The median data analyst makes about $98,000 –including bonuses — in the U.S., according to a new salary survey from O’Reilly Media. But data people being what they are, the report includes a regression that allows anyone to compare their salary based on 27 variables from location to experience, from tools used to gender.

The survey of 816 people (about two-thirds from the U.S.) isn’t random, and the fact that it deals with data wranglers certainly caught our eye. But a survey that actually breaks down the differences among salaries really stands out.

Why aren’t more salary surveys done this way?

totalsalaries_oreilly

Salaries have been a tricky thing in the past few years, especially for journalists. Publishing salaries of state or university workers is common at news organizations. They get lots of viewers — and a lot of push back for privacy invasion.

But others have argued that knowing everyone’s salary is the only way to insure pay equity,  and that salary is based on merit not one’s ability to negotiate. It can also avoid scandals such as an $800,000 city manager in a low-income suburb of Los Angeles.

Yet even if the human resources department decided everyone’s pay should be transparent, that still doesn’t provide context — is there a good reason someone earns more?
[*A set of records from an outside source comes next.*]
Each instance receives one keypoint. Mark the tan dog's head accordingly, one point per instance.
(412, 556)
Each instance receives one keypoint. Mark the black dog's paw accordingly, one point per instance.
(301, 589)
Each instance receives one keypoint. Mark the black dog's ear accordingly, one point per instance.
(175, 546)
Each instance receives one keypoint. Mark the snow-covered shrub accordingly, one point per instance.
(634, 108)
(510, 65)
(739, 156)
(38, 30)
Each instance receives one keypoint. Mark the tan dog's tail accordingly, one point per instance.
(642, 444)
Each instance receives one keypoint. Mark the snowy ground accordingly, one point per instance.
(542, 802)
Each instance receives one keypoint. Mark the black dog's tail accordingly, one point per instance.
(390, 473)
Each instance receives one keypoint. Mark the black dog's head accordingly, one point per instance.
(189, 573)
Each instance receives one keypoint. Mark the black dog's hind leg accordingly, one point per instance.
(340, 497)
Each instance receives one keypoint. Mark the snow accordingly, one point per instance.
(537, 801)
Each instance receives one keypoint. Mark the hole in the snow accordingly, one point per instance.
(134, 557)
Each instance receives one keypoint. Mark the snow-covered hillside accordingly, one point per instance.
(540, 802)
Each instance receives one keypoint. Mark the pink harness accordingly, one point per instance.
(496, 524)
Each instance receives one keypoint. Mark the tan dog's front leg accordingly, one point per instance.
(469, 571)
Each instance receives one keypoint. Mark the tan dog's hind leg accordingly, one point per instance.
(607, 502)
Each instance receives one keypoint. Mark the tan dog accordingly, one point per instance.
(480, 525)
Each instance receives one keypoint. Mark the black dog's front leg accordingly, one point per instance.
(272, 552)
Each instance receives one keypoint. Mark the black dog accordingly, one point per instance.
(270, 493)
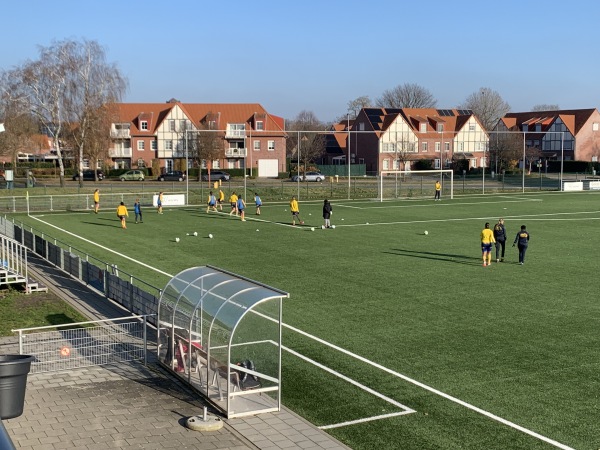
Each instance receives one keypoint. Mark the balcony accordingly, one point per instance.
(119, 152)
(120, 134)
(235, 153)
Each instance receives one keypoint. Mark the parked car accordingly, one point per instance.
(88, 175)
(216, 175)
(309, 176)
(175, 175)
(132, 175)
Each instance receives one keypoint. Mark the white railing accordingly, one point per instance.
(236, 153)
(13, 258)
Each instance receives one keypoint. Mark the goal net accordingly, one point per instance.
(414, 183)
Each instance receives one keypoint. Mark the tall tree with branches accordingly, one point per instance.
(62, 89)
(487, 105)
(407, 95)
(92, 84)
(308, 141)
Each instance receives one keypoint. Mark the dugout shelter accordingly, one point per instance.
(221, 333)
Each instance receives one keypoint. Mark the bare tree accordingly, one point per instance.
(62, 89)
(309, 140)
(354, 106)
(487, 105)
(92, 83)
(407, 95)
(545, 107)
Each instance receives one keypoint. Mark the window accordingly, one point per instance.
(236, 129)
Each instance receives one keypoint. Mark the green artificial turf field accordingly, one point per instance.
(399, 339)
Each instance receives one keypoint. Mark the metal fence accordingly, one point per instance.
(129, 291)
(73, 346)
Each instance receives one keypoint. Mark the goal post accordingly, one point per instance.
(393, 182)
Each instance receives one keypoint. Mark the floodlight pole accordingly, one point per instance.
(187, 172)
(298, 168)
(562, 157)
(524, 145)
(349, 149)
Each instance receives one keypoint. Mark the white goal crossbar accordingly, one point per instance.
(444, 175)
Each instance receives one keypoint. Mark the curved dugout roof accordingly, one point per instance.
(222, 296)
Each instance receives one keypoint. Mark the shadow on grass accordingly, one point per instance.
(454, 258)
(63, 320)
(112, 224)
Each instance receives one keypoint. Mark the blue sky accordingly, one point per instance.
(318, 55)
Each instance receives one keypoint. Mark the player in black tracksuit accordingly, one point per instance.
(500, 236)
(522, 238)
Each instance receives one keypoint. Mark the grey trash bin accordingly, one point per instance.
(13, 381)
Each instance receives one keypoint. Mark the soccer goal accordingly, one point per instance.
(417, 183)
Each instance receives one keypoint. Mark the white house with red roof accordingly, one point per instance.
(394, 139)
(147, 132)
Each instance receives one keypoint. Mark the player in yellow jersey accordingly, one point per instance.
(487, 239)
(233, 202)
(96, 200)
(122, 214)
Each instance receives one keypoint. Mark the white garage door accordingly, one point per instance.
(268, 168)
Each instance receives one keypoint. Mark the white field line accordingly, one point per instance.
(360, 358)
(433, 205)
(406, 409)
(433, 390)
(528, 216)
(103, 247)
(365, 419)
Which is why the O’Reilly survey is important. Even with the 27 variables that contribute to salary, the regression only explains about 58 percent of the variance. Still, even the attempt to explain variance reveals some interesting findings:

  • Geography matters. Not surprisingly, data scientists in California and the Northeast make more (between $17K and $26K). But working in Texas had the second-highest boost.
  • Startups don’t pay well; neither does government. Analysts in education lowered the expected salary by $30K; start ups drop the salary about $17K.
  •  Experience counts. Every year of age and each year working with data, together adds about $2,500 to the expected salary. Using tools such as Python, Natural Language Processing, NumPy and R can *each* add $1,900 in expected salary. SQL, Python, Excel and R are the most common tools used.
  • Being female hurts. The survey shows a $13K gender pay gap among data scientists — and says no differences in tools, experience or other factors account for it. See also Wage Debate at the Oscars.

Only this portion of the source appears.